New Shepard test flight and booster landing

"Now safely tucked away at our launch site in West Texas is the rarest of beasts, a used rocket," said founder Jeff Bezos in a statement. The flight began yesterday at 12:21 p.m. EST (5:21 UTC) from Blue Origin's West Texas launch site near Van Horn. The New Shepard crew capsule cleared the internationally recognized boundary of space—100 kilometers—by a half-kilometer, returning to Earth via parachutes at 12:32 p.m. 
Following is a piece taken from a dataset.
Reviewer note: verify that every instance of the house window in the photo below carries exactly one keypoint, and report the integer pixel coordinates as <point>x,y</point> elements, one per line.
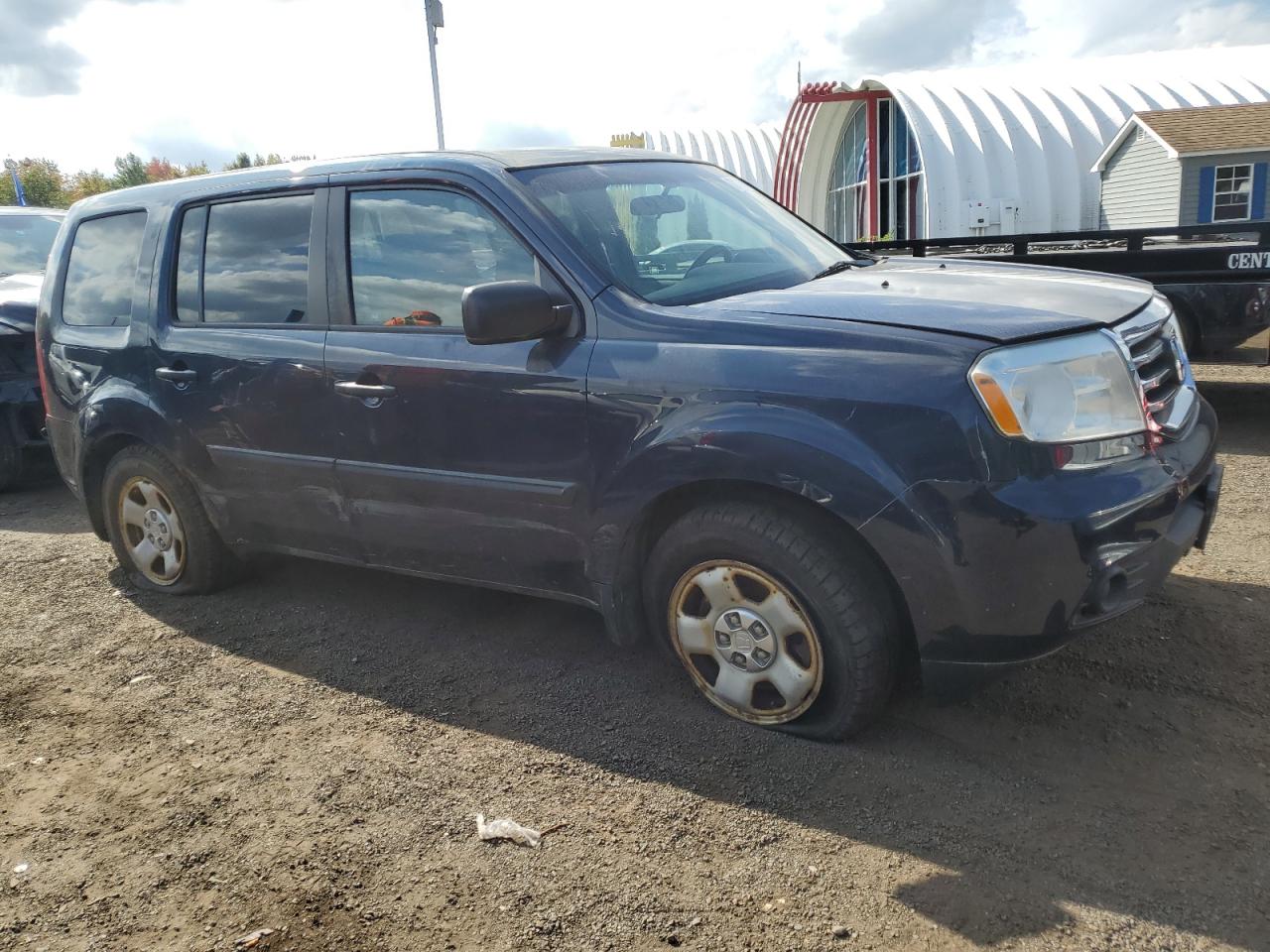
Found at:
<point>899,213</point>
<point>1232,193</point>
<point>848,186</point>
The booster stage, meanwhile, used a series of hydraulic fins to steer as it plummeted back to Earth, upright. It re-ignited its main engine, the BE-3, at a height of 1.5 kilometers. In a video released by Blue Origin, the booster hovered and wobbled briefly before landing on a set of deployable legs. The company said the touchdown speed was about 7 kilometers per hour. 

Bezos, also the CEO of, tweeted the news:

The rarest of beasts - a used rocket. Controlled landing not easy, but done right, can look easy. Check out video:

— Jeff Bezos (@JeffBezos) November 24, 2015

The effort was congratulated by SpaceX's Elon Musk. Musk and SpaceX have also been working to perfect reusable booster technology: 

Congrats to Jeff Bezos and the BO team for achieving VTOL on their booster

— Elon Musk (@elonmusk) November 24, 2015

At least a couple news outlets declared that Bezos had beaten Musk in the reusable rocket race. Two SpaceX attempts to land the core stage of its Falcon 9 rocket on an autonomous drone ship in the Atlantic Ocean have failed. Both SpaceX attempts, however, occurred during orbital flights, in which the rocket was lifting a second stage and heavy payload. 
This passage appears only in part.